Personal information
- Full name: Charles Howard Slade
- Date of birth: 29 January 1891
- Place of birth: Bristol, England
- Date of death: 7 April 1971 (aged 80)
- Place of death: Doncaster, England
- Height: 5 ft 7 in (1.70 m)
- Position: Midfielder

Youth career
- Bath City
- Stourbridge

Senior career*
- Years: Team / Apps / (Gls)
- 1913–1914: Aston Villa / 3 / (0)
- 1914–1923: Huddersfield Town / 111 / (6)
- 1923–1925: Middlesbrough / 68 / (2)
- 1925–1927: Darlington / 23 / (0)
- 1927–1929: Folkestone

Managerial career
- 1935-1936: Real Betis
- 1944–1946: Beşiktaş JK
- 1950–1951: Crystal Palace (Joint manager with Fred Dawes)

= Charlie Slade =

English footballer and manager

Charles Howard Slade (29 January 1891 – 7 April 1971) was a professional footballer, who played for Aston Villa, Huddersfield Town, Middlesbrough and Darlington.
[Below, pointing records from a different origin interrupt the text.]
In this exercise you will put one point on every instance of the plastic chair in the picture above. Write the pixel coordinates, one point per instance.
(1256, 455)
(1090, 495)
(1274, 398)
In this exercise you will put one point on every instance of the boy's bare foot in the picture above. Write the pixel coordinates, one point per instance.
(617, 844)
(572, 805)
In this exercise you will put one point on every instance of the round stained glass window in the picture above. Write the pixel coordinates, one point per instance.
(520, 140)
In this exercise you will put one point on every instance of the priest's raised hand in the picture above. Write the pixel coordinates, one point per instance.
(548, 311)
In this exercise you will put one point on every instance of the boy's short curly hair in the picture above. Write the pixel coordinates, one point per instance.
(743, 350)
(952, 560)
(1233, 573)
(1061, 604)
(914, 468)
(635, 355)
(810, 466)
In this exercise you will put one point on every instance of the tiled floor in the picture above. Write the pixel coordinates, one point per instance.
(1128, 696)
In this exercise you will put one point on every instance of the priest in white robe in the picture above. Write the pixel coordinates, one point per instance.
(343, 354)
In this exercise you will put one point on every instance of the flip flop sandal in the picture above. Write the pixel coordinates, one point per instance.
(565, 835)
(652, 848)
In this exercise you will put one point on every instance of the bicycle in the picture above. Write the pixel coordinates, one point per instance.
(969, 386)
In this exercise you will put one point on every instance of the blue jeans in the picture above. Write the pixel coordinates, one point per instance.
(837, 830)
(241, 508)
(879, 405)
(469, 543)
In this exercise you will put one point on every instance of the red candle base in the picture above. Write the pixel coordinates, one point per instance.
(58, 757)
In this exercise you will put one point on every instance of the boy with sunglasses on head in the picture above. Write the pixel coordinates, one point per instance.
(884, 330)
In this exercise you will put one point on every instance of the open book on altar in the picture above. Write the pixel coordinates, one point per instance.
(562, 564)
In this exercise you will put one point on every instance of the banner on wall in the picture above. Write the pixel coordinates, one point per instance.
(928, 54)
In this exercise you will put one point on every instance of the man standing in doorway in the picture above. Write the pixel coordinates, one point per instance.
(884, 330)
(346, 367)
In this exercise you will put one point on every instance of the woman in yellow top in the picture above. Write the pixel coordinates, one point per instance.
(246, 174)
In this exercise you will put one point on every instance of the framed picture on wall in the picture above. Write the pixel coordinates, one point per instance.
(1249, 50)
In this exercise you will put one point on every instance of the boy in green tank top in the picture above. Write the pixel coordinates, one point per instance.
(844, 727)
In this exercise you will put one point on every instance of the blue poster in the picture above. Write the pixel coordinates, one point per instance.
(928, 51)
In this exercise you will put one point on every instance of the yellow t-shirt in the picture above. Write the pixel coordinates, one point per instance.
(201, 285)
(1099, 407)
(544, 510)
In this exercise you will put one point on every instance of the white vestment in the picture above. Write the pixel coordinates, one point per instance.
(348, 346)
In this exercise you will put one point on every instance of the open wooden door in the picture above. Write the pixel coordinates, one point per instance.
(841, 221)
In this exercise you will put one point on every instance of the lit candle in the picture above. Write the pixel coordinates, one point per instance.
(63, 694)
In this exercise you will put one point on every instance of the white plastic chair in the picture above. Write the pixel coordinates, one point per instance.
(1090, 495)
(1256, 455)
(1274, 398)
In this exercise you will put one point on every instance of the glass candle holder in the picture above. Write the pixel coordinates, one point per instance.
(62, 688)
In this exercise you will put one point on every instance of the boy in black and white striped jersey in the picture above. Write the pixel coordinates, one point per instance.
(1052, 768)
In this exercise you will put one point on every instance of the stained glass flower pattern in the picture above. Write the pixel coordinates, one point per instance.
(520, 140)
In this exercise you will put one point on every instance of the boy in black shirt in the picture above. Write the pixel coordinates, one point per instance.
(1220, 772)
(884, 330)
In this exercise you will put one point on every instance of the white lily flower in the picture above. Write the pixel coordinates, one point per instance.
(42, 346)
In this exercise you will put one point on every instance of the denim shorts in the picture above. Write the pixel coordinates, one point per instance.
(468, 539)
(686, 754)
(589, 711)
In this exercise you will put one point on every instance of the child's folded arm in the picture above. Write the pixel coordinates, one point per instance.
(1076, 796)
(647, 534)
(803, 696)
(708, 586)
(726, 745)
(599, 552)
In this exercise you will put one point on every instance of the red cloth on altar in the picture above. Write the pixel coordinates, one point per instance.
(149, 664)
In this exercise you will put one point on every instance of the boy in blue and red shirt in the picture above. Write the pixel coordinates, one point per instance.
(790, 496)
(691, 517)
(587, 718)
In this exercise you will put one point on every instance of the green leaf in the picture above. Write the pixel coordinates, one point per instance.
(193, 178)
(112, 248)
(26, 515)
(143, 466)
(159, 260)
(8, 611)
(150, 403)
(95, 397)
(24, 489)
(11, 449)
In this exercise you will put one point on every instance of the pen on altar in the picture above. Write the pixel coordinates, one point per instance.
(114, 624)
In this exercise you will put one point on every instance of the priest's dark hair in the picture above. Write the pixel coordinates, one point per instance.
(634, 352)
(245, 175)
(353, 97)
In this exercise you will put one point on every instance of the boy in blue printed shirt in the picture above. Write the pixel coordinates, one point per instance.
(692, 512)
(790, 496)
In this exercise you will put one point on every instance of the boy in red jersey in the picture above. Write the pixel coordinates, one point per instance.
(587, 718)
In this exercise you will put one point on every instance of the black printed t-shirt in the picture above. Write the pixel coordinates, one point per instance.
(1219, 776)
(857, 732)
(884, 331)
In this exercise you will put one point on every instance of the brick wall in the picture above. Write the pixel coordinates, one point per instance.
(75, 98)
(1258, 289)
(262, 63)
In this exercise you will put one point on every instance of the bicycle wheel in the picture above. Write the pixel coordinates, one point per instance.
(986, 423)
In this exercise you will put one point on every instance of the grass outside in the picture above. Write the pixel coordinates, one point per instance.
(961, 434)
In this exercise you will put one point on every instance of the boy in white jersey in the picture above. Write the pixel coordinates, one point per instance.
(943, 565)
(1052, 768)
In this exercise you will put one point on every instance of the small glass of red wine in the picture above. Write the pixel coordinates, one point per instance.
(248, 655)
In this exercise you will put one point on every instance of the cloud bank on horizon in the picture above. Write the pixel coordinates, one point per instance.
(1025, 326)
While at Huddersfield he won the 1921–22 FA Cup and the 1922 FA Charity Shield.

Slade was working as a scout for Crystal Palace when manager Ronnie Rooke resigned, in 1950. Palace appointed Slade as joint-manager with long-serving player, and Rooke's assistant, Fred Dawes. However the club had a poor 1950–51 season and early into the next campaign Dawes and Slade were removed from their positions.

Slade reverted to his position as a scout and remained with Palace until 1955.